Client Questions: Why Have International Markets Been So Strong?

November 6, 2025

For years (perhaps decades), the US market has consistently outperformed US markets. US stocks represent over 60% of global equities and one US company (Nvidia) now has a market cap that exceeds the value of the entire Canadian and UK stock markets.

However, a quick glance at global market performance in 2025 shows a changing story – at least for this year.

Thru October 31, YTD returns are as follows:

S&P 500 (common index of US equities) – 17.5%

MSCI EAFE (common index of developed international markets) – 26.6%

MSCI EM (common index of emerging international markets) – 32.9%

What has led to the outperformance of international markets in 2025? A major contributing factor is the move in the US dollar. The US dollar has declined relative to other currencies this year (even as it remains at elevated levels). The weakening dollar is a bit surprising as US rates have stayed “higher for longer” compared to other countries and may be related to the increasing debt load in the US and ongoing political uncertainty.

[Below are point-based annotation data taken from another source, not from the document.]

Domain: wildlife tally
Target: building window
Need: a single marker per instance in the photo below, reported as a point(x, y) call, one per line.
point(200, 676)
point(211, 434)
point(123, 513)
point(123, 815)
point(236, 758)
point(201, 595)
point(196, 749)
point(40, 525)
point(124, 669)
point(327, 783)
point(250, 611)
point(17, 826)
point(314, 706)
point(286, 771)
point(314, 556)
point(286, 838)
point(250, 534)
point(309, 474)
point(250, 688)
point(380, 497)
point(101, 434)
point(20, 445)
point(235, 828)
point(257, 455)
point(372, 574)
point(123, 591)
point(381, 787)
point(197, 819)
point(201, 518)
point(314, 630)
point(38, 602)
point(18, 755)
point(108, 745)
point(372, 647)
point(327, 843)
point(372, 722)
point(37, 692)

Trade policies have also played a role. Even though the tariffs may be seen (and are in many cases) a headwind for global companies, they have also lead to some investors (particularly foreign ones) reallocating capital and business transactions to other economies as a repudiation to America.

There has also been pronounced stand-alone strength in various foreign markets. Europe has seen declining rates which is a tailwind to equities. Germany has ramped up defense spending, boosting its economy. South Korea and China had benefited from their own AI build-out/technology strength.

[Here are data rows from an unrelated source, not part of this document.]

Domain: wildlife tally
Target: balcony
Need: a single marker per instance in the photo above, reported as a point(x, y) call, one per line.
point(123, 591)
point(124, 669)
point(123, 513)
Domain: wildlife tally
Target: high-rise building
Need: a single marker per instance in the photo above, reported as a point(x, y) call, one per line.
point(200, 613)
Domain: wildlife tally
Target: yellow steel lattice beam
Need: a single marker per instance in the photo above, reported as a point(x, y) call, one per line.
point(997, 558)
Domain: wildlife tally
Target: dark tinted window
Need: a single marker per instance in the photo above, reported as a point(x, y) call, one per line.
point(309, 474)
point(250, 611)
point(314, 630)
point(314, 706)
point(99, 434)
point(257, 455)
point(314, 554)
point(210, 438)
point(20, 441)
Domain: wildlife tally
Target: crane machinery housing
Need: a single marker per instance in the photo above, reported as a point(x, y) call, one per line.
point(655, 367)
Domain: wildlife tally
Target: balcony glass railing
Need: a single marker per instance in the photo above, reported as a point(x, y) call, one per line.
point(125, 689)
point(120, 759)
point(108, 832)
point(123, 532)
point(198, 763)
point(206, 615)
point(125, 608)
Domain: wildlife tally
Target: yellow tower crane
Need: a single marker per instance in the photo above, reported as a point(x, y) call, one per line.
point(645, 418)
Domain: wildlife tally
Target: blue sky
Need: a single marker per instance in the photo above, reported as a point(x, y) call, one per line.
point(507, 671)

Starting points also matter a great deal in investing and international markets began the year at valuations far below historical trends and well below those of the US market.

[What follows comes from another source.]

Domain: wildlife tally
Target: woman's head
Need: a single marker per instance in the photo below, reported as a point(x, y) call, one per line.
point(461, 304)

Will these trends continue? This table published by Morningstar shows the stark differences between the US and the rest of the world even after this year’s return differential.

US markets, increasingly dominated by technology companies with a foot in the AI trade, has led to massive concentrations, high returns on invested capital, lower yields and higher valuations in the US equity markets as compared to international markets. And yet, some may argue that the US markets have a consistent history of delivering innovation and growth unmatched elsewhere.

So does diversification make sense? Diversification is a well-known tactic for dealing with uncertainty. No one (despite what they may say) knows what comes next for the US or foreign markets in terms of AI, demographics, monetary policy, debt levels, and countless other factors. Diversifying your investments across a variety of areas (including geographical areas) can be a useful way to hedge against this uncertainty but as always, work with your advisor to find the approach that is right for you and your financial future.